In many instances, hemodynamic optimization requires the use of fluids. However, the response to fluids may be quite variable and cannot be adequately predicted from the measurements of intravascular pressures (central venous pressure or pulmonary artery pressure) [1] or volumes. Indeed, the relationship between stroke volume and preload varies considerably between the patients. Accordingly, extreme values only can predict fluid responsiveness. Dynamic indices reflecting respiratory-induced variations in stroke volume have been developed [2], but these cannot be used in patients with cardiac arrhythmias or in patients with spontaneous respiratory movements [3] or ventilated with a low tidal volume [4]. Recently, the so-called passive leg raising (PLR) test has been proposed. This test is based on the principle that PLR induces an abrupt increase in preload due to autotransfusion of blood contained in capacitance veins of the legs. This abrupt increase in preload leads to an increase in cardiac output in preload-dependent patients but not in other patients. However, the test requires the determination of cardiac output with a fast-response device, because the hemodynamic changes may be transient. In a previous issue of Critical Care, Lafanechère and colleagues [1] used esophageal Doppler to monitor cardiac output and reported that a PLR-induced increase in cardiac output higher than 8% can predict fluid responsiveness in critically ill patients. The predictive value of the PLR test was similar to that of respiratory-induced variations in pulse pressure. Although this study basically confirms the results of Monnet and colleagues [5], it brings some new pieces of information to the field, but also raises important questions.

Indeed, the 22 patients investigated by Lafanechère and colleagues [1] were all in acute circulatory failure and treated with high doses of epinephrine or norepinephrine. However, the use of vasopressor agents may be of paramount importance in determining the response to dynamic tests. In an experimental study, Nouira and colleagues [6] reported that norepinephrine decreased respiratory-induced variations in pulse pressure in dogs subjected to severe hemorrhage. In their study, Lafanechère and colleagues [1] observed that variations in pulse pressure predicted fluid responsiveness in these patients treated with vasopressor agents, and the cutoff level was similar to that found in other series [2, 7]. Vasopressor agents may also affect the response to PLR. Under physiologic conditions, the blood volume contained in capacitance veins in the legs and recruited during PLR is estimated to be close to 300 ml [8]. Although norepinephrine and epinephrine may decrease the amount of recruited blood, because vasopressor agents also induce venous vasoconstriction, the impact of these agents on PLR was negligible in this study [1] because PLR predicted fluid responsiveness in patients treated with high doses of vasopressor agents. In addition, the changes in cardiac output induced by PLR were correlated with changes in cardiac output obtained after the administration of 500 ml of saline, with a slope of the regression line close to 1. These results suggest that dynamic tests are useful in patients treated with high doses of vasoactive agents.

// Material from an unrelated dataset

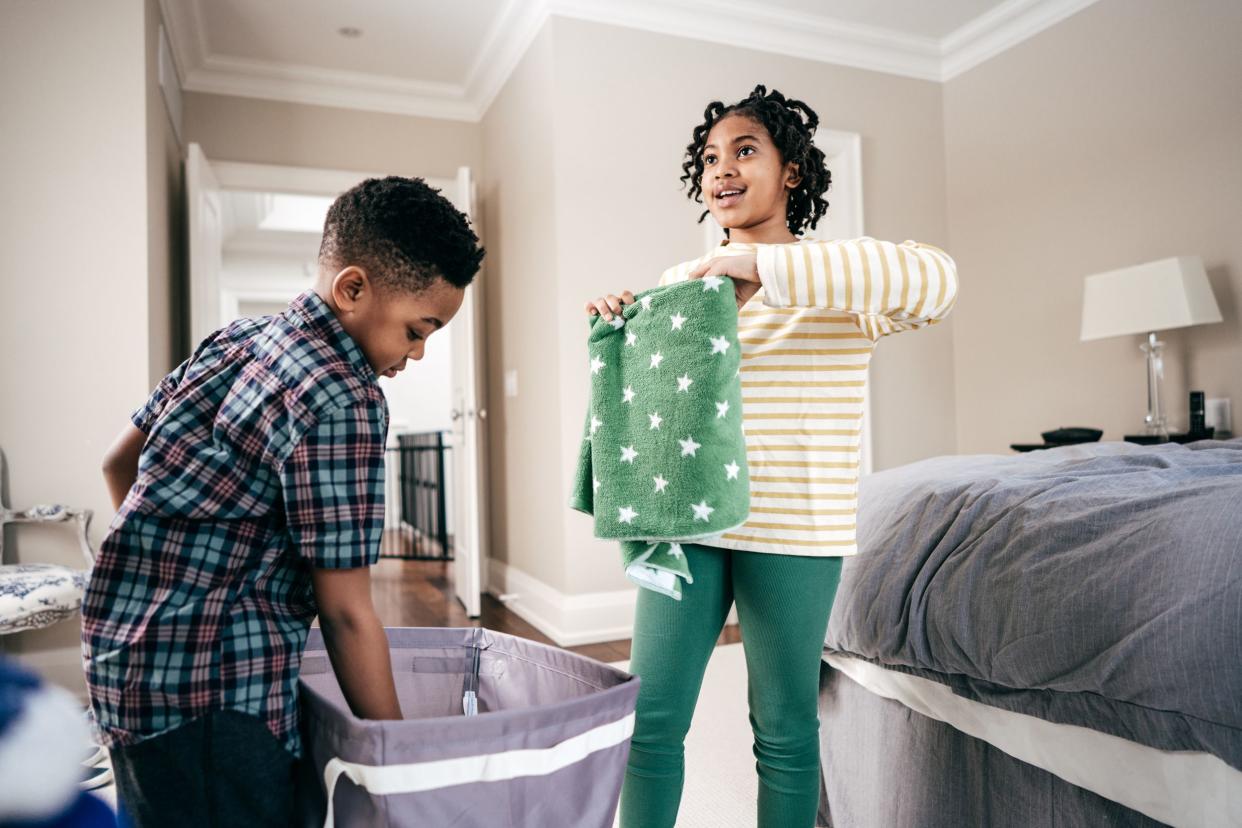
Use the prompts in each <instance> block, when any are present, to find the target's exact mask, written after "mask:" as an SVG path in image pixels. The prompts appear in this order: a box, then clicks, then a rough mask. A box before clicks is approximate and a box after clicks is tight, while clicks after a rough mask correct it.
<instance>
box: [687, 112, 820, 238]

However, the exact cutoff value for changes in cardiac output measured with esophageal Doppler that should be used to separate responders from non-responders remains to be determined. Indeed, the characterization of responders and non-responders is a key issue. A 15% increase in cardiac output is usually considered to be significant and is used to characterize responders. This value takes into account error in measurements. With thermodilution, this error is considered to be close to 7% (it depends on the number of boluses averaged; this value is accepted for three boluses, it may be lower when at least five boluses are averaged), hence a 15% (7% + 7%, rounded to 15%) difference between two measurements is required to ensure that the difference is real and cannot be ascribed to random errors in measurements. With esophageal Doppler determination of cardiac output, this value may differ. The intraobserver variability needs to be defined, because without this information it is difficult to distinguish responders from non-responders. In their study, Lafanechère and colleagues [1] arbitrarily used a 15% cutoff. Because the respiratory variation in pulse pressure separating responders and non-responders was similar to values reported in the literature [2, 5, 9], it is likely that this 15% cutoff value was adequate. However, it is quite evident that the cutoff for PLR-induced changes in cardiac output cannot be lower than 15%, because this represents the cumulative errors in measurements. Accordingly, the 8% cutoff value for PLR-induced changes in cardiac output proposed by Lafanechère and colleagues [1] is probably too small. With esophageal Doppler, cutoff values for fluid responsiveness prediction ranging between 10% and 18% have been reported for PLR-induced changes in cardiac output PLR [5] and for respiratory variations in aortic blood flow [7]. Further studies should be performed to define the exact cutoff value that should be used; these studies should include an evaluation of the magnitude of random errors in cardiac output measurements with esophageal Doppler.

Conclusion

This study confirms that PLR and respiratory-induced variations in pulse pressure can be useful to predict fluid responsiveness in patients treated with high doses of vasoactive agents. However, further studies should be performed to determine more precisely the cutoff value for PLR-induced changes in cardiac output that should be used to discriminate between responders and non-responders with esophageal Doppler.